Israel mengizinkan truk bantuan melalui dua perlintasan kecil di utara dan satu perlintasan utama di selatan, Kerem Shalom. Namun, sejak invasi Israel ke kota Rafah di selatan pada Mei lalu, PBB dan lembaga bantuan lainnya mengatakan mereka kesulitan mencapai sisi Gaza di Kerem Shalom untuk mengambil bantuan untuk distribusi gratis karena operasi militer Israel membuat situasi terlalu berbahaya.
Juru bicara PBB Stephane Dujarric menyebut situasi kemanusiaan di Gaza "lebih dari katastropik", dengan lebih dari 1 juta warga Palestina tidak menerima jatah makanan apa pun pada Agustus dan penurunan 35 persen jumlah orang yang mendapat makanan siap saji harian.

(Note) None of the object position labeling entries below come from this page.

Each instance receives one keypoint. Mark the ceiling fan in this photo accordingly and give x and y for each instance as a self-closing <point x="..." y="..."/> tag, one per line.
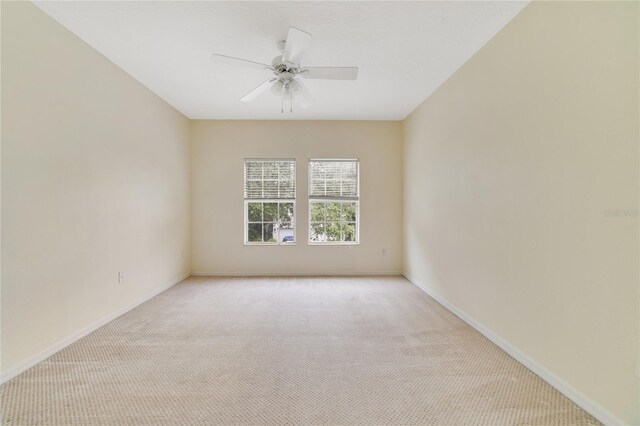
<point x="287" y="70"/>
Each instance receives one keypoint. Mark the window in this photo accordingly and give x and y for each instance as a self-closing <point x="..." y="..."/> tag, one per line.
<point x="269" y="201"/>
<point x="334" y="202"/>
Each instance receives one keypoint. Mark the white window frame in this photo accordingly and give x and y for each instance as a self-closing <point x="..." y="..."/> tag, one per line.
<point x="271" y="200"/>
<point x="312" y="200"/>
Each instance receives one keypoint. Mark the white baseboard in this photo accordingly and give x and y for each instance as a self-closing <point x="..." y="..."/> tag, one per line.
<point x="294" y="274"/>
<point x="24" y="366"/>
<point x="596" y="410"/>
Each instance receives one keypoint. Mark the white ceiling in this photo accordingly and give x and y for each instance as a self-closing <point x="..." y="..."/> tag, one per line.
<point x="405" y="50"/>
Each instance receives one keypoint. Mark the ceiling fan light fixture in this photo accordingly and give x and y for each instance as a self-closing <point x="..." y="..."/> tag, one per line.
<point x="286" y="69"/>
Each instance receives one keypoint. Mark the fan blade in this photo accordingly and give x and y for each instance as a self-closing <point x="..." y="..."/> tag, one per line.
<point x="230" y="60"/>
<point x="296" y="44"/>
<point x="302" y="94"/>
<point x="331" y="73"/>
<point x="252" y="95"/>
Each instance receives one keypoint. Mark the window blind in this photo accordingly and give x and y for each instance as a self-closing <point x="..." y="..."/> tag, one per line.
<point x="334" y="179"/>
<point x="269" y="179"/>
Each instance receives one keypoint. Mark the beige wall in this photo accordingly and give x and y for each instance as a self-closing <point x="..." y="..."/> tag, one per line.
<point x="95" y="180"/>
<point x="217" y="153"/>
<point x="510" y="168"/>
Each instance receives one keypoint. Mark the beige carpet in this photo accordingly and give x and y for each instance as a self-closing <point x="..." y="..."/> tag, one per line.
<point x="279" y="351"/>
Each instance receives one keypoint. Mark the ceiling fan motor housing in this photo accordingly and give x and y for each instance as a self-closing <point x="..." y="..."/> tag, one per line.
<point x="280" y="67"/>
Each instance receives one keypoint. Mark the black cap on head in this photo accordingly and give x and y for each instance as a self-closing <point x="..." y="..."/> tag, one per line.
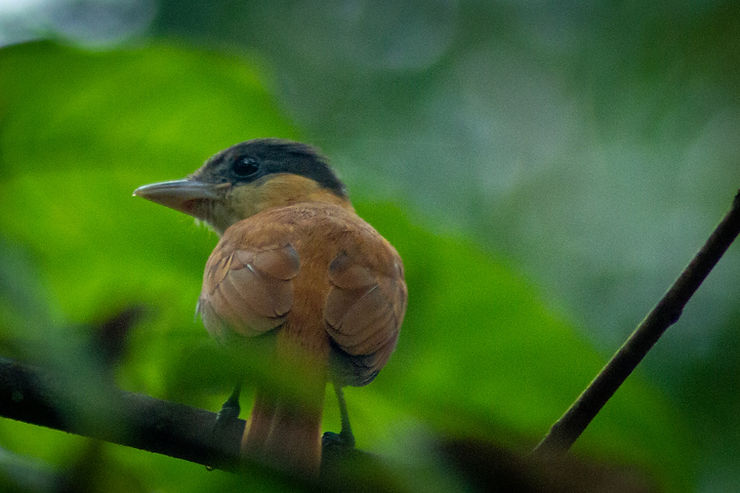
<point x="253" y="159"/>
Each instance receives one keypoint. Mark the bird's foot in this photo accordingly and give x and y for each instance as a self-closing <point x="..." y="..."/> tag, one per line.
<point x="338" y="441"/>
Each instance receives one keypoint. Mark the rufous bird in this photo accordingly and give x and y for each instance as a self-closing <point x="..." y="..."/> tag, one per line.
<point x="296" y="261"/>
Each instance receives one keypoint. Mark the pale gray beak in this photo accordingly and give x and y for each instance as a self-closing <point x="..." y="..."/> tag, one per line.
<point x="185" y="195"/>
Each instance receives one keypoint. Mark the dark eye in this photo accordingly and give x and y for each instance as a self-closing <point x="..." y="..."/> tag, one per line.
<point x="245" y="166"/>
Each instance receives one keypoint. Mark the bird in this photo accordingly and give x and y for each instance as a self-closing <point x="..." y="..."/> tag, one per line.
<point x="297" y="267"/>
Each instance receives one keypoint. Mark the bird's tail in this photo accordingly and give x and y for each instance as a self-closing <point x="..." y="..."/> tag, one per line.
<point x="284" y="428"/>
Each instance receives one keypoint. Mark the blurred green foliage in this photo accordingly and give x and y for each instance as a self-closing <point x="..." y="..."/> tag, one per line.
<point x="482" y="353"/>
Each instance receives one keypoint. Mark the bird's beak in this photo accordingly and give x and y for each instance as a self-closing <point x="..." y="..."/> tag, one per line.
<point x="182" y="195"/>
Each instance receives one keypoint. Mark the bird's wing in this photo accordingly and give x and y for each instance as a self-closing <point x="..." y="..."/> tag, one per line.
<point x="248" y="291"/>
<point x="363" y="312"/>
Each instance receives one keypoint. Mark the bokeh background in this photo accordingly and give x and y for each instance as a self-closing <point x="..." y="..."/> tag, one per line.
<point x="545" y="169"/>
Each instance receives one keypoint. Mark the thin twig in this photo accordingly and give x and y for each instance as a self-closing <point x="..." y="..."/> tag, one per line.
<point x="32" y="395"/>
<point x="575" y="420"/>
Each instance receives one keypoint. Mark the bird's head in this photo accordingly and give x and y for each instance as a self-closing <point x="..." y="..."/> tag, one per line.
<point x="248" y="178"/>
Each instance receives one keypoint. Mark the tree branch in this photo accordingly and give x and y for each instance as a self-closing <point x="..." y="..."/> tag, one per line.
<point x="668" y="310"/>
<point x="33" y="396"/>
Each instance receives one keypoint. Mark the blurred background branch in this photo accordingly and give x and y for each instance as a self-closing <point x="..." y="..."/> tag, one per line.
<point x="569" y="427"/>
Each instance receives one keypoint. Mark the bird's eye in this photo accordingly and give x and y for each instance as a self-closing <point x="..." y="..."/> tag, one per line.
<point x="246" y="166"/>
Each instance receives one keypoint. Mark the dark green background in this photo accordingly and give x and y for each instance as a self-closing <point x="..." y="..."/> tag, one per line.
<point x="545" y="172"/>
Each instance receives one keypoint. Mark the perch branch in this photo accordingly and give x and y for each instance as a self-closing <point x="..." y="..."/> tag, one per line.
<point x="668" y="310"/>
<point x="31" y="395"/>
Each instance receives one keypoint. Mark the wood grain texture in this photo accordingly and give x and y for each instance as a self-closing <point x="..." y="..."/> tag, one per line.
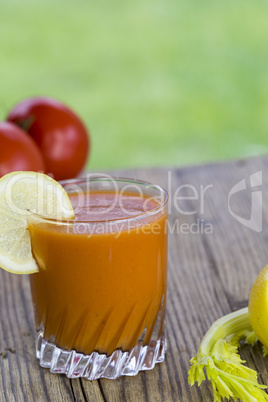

Kantor kemanusiaan PBB mengatakan penurunan tajam jumlah makanan siap saji sebagian disebabkan oleh berbagai perintah evakuasi dari pasukan keamanan Israel yang memaksa setidaknya 70 dari 130 dapur untuk menghentikan atau merelokasi operasi mereka, kata Dujarric pada Kamis lalu. Mitra kemanusiaan PBB juga kekurangan pasokan makanan yang cukup untuk memenuhi kebutuhan selama dua bulan berturut-turut di Gaza tengah dan selatan, tambah Dujarric.
Dia mengatakan kekurangan pasokan kritis di Gaza berasal dari permusuhan, ketidakamanan, jalan-jalan yang rusak, serta hambatan dan pembatasan akses dari Israel.